Couple's dream shared
When Fiona and Mark Magennis were looking to move from the bustling city life of Dublin, they immediately fell in love with an old cottage in Glencar.
Twelve years on and their spectacular land, situated close to Ireland's highest waterfall, has been transformed into a walking route, developed by Sligo County Council. The 1.2k route takes you along lush woodland right up toward the fascinating cliff-face, home to ravens, eagles and more wildlife, where for roughly 200 days a year Sruth in Aghaidh an Aird or The Devil's Chimney waterfall flows.
The walkway brings you right into the heart of the landscape, with seats to admire the surrounding landscape of Glencar Lake and it's little wonder why the couple chose to make it their home.
Mark told The Sligo Champion: "We were thinking it was crazy to keep these views to ourselves and we wanted a way for the public to get access to see the waterfall.
"We phoned Sligo County Council to see if they could work with us, we didn't mind using our land."
Ray O'Grady, a Planner with the Council, said the call came at a perfect time as the Local Authority were looking at openings for walkways in the county.
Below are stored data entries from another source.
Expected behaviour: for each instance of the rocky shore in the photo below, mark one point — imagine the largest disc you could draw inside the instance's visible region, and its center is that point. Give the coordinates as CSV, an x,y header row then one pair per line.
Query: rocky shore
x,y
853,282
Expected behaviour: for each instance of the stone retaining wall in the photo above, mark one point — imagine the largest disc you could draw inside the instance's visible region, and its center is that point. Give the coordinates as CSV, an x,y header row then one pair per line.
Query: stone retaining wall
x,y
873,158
He added: "We've been developing new routes such as Knocknarea, Union Wood and the Benbulben Forrest Walk through the Border Uplands Project, funded by Interreg and when Fiona and Mark rang, it was perfect timing.
"We had different ideas on where the path should go, there's constricted areas in parts with steep parts so it took some time to decide on the exact route." It's clear that time went into the walkways construction, which includes old railway sleepers from Poland and much of the picturesque steps were laid by hand.
Walkers can also stop to pet Mark and Fiona's pet donkeys grazing nearby. Fiona said: "We also have ducks, hens and cats, we're really fond of animals. There are farmers surrounding us who have been here for generations and when we were building the route we were respective of that. We knew which areas were the most picturesque for the path and we are so happy with it, we got what we wanted. It's magnificent and we want people to enjoy the views." And they certainly have. Last August 2,400 visitors sampled the scenery according to Ray. "Roughly 30,000 people did the walk last year and we expect it to be busy again this summer. The trails have really taken off, Knocknarea had 100,000 visitors last year."
Fiona added: "We're delighted as well that it's being used by a lot of local people, that's been nice to see as we're glad they can enjoy it. It's even been more successful than we thought and it's fully developed now," she explained. The route was also the location two weekends ago for the 5am Dawn Chorus with 30 people mainly from Birdwatch Sligo coming to listen to the array of feathered friends in full voice.
Fiona said: "It's a perfect nature walk and Mark is thinking of doing a mushroom hunt as he's quite knowledgeable on the subject and we're also looking at having bards in the wood." The trees are in glorious green hues at the moment. Mark said: "There's been a lot of new growth because of the extra light. The main trees include Ash, Oak, Sycamore and Beech. Along the cliffs there are Yew trees on the top and these are considered some of the oldest trees in the country. Some one told us they are one thousand years old."